The industry is pushing
hard for expansion despite over 5000 people marching on the Parliament
Buildings in May 2010 to get salmon feedlots out of BC waters. Research
has shown sea lice from these feedlots are damaging wild salmon
populations and leaked documents suggest government is suppressed news
of a mysterious virus infecting wild sockeye salmon that have been
exposed to salmon feedlots. Sockeye are a $1 billion public fishery and
wild salmon support a $1.6 wilderness tourism industry with 52,000
fulltime equivalent jobs.
There is now a judicial
inquiry underway into the catastrophic 18-year collapse of sockeye
salmon and Justice Cohen has demanded release of the industry’s disease
records. The first ever First Nation Class Action Suit has
been certified by the courts to sue government for damage to a First
Nation territory by salmon feedlots. Government has appealed this decision which First Nations view as a delay tactic.
The Global Economics
The money in salmon
feedlots is in corporate shares, not the fish themselves. This means
each company must find a way to continuously expand. For the larger
players acquiring a new site here and there is not fast enough growth to
satisfy shareholders (Bloomberg.com) and so they consolidate into fewer
and larger companies. However, Marine Harvest, the world’s biggest
salmon farming corporation and the dominant company in BC, is running
out of room for expansion. They have reportedly filed a complaint to the
European Free Trade Association over Norwegian rules preventing
ownership of more than 25% of all licenses in Norway.

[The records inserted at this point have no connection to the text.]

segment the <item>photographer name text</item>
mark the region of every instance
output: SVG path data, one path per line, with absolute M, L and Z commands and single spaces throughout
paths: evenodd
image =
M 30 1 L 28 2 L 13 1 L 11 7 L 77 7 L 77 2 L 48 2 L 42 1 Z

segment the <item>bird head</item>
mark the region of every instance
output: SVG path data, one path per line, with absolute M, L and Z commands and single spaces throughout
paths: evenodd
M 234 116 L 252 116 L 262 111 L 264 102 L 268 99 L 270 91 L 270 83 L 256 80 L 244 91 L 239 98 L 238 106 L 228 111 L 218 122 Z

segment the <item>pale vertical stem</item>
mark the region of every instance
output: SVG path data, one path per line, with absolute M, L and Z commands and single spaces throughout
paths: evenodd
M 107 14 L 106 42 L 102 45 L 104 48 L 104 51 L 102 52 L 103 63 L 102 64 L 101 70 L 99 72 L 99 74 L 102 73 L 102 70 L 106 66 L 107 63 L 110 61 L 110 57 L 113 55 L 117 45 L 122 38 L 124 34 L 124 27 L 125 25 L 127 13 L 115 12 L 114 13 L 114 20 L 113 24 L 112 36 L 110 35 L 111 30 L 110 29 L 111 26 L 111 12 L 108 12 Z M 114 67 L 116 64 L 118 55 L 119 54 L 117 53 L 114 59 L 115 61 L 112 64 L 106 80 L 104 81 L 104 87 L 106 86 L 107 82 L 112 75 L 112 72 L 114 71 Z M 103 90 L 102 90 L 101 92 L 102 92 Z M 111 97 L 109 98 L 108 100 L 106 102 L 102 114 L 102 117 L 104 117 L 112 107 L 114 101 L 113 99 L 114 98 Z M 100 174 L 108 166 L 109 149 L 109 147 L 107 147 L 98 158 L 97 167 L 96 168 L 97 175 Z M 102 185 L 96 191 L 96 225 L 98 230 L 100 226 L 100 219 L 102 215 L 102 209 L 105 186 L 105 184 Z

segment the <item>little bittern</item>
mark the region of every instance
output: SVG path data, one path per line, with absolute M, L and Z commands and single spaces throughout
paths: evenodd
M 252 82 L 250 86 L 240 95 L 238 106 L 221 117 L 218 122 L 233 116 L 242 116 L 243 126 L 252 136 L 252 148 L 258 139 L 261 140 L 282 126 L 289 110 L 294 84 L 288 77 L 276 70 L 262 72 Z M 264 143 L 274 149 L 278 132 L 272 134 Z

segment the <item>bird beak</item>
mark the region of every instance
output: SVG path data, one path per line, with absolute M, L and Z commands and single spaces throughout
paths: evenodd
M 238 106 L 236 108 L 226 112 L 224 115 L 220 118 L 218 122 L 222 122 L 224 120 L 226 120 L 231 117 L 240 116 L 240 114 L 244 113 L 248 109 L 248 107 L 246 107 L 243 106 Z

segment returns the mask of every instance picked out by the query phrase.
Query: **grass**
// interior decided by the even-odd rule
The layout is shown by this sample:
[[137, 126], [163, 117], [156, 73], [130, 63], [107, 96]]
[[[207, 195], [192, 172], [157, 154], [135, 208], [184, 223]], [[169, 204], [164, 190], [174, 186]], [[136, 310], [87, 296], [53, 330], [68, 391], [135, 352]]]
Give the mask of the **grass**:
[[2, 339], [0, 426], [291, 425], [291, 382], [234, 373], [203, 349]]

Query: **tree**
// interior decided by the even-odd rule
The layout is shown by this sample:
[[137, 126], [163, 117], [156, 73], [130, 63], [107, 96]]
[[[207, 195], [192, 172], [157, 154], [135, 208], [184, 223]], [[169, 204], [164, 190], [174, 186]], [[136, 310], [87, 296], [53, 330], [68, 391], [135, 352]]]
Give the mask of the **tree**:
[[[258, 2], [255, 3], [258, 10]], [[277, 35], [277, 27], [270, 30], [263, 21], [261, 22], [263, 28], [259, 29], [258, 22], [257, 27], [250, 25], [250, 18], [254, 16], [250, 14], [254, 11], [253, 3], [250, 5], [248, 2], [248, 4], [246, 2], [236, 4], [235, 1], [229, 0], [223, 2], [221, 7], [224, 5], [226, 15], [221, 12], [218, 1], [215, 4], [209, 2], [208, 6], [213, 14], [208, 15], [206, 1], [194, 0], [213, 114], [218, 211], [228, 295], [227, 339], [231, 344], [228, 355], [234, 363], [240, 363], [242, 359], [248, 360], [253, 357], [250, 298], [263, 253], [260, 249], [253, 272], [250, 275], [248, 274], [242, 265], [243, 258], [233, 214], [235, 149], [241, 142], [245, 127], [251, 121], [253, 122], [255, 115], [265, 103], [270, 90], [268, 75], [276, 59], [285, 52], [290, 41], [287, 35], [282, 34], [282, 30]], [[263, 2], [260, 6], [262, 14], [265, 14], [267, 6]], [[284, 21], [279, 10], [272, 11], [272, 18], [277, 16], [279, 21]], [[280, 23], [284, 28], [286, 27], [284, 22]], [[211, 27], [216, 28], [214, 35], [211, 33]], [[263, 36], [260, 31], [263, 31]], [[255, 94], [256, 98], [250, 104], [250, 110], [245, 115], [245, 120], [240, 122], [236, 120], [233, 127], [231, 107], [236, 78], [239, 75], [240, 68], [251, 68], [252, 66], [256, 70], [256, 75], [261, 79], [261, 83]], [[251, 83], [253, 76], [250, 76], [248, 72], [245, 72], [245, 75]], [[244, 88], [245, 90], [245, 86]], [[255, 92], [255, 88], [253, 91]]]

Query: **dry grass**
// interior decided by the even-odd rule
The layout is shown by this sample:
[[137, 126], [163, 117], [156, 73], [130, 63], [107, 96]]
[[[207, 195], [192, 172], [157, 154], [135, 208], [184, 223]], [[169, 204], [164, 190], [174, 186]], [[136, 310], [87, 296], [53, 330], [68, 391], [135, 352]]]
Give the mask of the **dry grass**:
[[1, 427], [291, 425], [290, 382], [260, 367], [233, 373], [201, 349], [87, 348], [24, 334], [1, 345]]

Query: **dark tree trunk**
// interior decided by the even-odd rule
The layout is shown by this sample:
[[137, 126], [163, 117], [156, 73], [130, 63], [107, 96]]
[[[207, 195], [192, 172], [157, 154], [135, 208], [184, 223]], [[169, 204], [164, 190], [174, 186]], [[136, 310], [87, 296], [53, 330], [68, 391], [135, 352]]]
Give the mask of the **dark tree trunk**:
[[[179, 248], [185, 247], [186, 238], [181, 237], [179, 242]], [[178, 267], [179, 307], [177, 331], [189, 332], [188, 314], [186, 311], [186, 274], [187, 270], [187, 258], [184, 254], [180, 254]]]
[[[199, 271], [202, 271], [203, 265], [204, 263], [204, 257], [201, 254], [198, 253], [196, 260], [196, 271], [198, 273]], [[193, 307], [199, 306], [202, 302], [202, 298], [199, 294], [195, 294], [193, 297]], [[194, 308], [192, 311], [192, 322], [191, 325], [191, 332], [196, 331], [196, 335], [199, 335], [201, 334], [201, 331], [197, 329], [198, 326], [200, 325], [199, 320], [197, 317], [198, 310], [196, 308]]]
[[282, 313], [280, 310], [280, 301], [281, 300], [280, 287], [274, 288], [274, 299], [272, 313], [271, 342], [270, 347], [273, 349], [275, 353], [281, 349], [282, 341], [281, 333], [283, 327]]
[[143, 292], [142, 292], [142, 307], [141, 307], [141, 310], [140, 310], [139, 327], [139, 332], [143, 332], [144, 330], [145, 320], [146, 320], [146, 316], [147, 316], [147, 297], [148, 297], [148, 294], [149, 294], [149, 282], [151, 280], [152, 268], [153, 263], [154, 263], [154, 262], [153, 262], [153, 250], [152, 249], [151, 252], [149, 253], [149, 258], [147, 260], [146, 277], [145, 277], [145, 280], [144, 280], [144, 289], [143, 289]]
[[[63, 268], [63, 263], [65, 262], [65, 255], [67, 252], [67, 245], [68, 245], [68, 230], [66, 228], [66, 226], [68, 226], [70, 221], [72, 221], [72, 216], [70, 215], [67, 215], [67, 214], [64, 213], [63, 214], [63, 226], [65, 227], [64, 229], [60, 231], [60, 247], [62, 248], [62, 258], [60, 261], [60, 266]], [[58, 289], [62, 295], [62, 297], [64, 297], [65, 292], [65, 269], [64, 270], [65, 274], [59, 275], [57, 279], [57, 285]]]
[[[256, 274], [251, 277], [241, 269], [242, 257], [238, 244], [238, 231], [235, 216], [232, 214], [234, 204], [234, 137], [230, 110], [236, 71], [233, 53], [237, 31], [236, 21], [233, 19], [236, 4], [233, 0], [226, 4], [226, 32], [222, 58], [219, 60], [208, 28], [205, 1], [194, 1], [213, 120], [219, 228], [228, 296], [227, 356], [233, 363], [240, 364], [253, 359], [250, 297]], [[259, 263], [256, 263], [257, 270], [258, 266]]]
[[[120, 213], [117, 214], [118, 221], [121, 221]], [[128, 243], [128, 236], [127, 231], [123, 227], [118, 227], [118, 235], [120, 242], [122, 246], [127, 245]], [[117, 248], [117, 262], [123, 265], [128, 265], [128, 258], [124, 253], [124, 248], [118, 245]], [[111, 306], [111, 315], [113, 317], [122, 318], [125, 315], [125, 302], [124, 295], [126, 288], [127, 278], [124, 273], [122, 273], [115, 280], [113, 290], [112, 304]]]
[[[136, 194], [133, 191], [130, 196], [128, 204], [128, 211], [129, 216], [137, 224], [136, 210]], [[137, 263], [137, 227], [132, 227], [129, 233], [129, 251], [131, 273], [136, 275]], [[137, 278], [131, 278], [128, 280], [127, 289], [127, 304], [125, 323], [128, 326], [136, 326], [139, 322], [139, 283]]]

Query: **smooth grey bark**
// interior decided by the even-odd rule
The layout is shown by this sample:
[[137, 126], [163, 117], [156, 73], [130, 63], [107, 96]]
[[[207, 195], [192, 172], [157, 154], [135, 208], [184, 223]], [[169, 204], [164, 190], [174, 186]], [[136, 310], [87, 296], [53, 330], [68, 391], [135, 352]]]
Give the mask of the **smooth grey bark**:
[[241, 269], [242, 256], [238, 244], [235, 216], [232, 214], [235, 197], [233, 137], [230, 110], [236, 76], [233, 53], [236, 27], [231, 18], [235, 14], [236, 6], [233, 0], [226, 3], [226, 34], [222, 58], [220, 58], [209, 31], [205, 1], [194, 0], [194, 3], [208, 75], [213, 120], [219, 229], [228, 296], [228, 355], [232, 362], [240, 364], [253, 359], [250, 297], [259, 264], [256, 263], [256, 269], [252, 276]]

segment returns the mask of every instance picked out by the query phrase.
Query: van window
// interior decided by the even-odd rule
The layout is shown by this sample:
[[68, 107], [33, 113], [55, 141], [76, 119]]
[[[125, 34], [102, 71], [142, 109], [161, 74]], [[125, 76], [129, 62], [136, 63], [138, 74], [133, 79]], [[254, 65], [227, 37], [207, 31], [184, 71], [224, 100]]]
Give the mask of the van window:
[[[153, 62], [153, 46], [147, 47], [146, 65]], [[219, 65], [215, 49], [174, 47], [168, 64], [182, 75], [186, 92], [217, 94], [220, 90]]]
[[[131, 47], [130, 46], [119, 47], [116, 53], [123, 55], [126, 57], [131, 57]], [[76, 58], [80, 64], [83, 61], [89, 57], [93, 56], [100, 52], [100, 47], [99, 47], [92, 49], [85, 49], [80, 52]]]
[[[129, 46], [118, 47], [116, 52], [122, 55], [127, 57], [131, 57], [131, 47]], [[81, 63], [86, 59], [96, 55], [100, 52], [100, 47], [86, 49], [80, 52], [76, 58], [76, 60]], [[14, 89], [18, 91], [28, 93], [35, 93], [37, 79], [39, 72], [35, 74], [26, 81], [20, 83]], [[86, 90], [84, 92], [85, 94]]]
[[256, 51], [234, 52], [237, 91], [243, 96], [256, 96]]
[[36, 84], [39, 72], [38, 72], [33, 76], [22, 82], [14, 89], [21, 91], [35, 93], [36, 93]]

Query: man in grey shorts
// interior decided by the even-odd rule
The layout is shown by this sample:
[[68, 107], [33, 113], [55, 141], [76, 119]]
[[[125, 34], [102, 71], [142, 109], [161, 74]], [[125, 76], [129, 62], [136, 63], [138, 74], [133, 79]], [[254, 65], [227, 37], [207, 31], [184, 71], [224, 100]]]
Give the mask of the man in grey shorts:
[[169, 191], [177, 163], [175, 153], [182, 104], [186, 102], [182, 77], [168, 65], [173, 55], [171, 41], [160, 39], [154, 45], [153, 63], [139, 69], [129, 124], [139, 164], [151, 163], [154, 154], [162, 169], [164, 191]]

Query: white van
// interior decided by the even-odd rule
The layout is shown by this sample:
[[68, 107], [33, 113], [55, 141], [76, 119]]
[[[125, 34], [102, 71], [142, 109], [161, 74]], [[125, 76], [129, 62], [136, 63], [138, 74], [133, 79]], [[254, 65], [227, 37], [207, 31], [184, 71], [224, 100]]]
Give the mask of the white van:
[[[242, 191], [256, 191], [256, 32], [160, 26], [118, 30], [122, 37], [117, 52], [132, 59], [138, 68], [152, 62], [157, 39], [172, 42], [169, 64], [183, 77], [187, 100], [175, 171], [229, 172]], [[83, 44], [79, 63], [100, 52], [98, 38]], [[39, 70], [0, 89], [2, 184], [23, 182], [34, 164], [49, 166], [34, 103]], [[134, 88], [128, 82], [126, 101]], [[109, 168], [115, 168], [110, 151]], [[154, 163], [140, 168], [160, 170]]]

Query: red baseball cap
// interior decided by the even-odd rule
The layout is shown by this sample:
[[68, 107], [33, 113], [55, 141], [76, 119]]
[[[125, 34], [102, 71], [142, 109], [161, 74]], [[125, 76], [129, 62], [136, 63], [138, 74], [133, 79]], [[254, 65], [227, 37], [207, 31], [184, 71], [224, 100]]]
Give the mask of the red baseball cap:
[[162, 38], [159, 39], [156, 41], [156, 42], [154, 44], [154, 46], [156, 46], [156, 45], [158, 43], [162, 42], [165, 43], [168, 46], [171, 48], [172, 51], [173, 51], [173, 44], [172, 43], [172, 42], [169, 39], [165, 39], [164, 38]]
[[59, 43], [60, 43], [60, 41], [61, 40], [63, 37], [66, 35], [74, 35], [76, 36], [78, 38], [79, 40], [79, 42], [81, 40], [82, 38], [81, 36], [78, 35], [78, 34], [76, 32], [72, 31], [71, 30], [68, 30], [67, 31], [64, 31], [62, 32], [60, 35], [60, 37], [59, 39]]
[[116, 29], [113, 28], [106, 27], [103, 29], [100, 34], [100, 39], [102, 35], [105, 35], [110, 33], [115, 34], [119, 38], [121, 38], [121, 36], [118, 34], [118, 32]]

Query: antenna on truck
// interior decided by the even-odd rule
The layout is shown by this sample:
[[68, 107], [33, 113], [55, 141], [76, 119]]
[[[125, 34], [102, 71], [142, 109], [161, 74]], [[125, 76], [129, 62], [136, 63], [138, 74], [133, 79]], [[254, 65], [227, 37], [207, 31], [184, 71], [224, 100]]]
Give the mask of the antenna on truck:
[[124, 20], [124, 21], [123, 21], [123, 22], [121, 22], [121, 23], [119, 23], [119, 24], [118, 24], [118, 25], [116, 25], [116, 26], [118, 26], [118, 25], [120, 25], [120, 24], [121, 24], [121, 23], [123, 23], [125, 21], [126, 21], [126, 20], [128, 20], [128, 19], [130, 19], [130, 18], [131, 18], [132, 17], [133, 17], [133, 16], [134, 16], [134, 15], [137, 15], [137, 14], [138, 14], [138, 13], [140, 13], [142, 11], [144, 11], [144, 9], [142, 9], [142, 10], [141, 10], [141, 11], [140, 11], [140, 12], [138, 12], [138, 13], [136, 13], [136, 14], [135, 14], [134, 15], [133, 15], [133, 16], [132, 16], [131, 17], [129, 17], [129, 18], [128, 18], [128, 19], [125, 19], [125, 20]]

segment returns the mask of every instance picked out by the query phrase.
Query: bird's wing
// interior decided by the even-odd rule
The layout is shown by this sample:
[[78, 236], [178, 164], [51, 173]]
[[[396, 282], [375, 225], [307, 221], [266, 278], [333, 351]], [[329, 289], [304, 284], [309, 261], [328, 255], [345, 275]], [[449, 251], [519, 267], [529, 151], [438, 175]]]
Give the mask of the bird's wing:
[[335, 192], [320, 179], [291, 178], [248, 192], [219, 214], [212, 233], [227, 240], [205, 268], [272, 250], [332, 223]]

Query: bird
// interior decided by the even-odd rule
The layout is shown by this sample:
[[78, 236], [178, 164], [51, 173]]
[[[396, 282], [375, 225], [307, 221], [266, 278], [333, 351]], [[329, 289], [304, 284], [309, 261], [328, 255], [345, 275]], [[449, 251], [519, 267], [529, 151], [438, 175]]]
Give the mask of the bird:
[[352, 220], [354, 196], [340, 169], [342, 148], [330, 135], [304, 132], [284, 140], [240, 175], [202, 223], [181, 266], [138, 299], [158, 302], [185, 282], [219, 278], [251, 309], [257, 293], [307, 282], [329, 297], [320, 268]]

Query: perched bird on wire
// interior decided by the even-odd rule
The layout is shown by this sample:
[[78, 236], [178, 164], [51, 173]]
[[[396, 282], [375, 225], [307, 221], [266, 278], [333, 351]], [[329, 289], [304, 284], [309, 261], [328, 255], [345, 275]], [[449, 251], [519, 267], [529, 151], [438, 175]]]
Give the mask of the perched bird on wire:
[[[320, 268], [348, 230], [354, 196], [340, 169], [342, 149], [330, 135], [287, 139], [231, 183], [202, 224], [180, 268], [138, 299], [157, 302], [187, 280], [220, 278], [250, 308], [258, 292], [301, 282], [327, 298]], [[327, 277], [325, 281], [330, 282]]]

http://www.seafoodsource.com/newsarticledetail.aspx?id=4294999450
With Chile now
contaminated with a Norwegian virus, eastern Canada under investigation,
the Prince of Wales angry at the Scottish government’s handling of the
industry, Norway saturated and in a biological catch-22; British
Columbia has become extremely vulnerable, unprotected by its own
governments and the target of this rapacious industry. Many
of these huge industrial facilities are operating on expired tenures in
BC and government is just letting them carry on business as usual. Federal
and provincial governments are now threatening their own elections by
supporting of this highly mechanized low-paying job industry.
Salmon are carnivores. Fish are caught in the South Pacific, transported the length of the globe, thrown back in the water to make less fish. A
more brilliant approach are the Canadians fish farmers who want to grow
fish in tanks, using the fish waste to grow vegetables and the plants
to filter the fish water (Northern Aquaculture Nov/Dec 2010, page 13).
In November 2010, John
Fredriksen, richest man in Norway and largest shareholder in Marine
Harvest, sold 250 million shares in the company (www.bloomberg .com)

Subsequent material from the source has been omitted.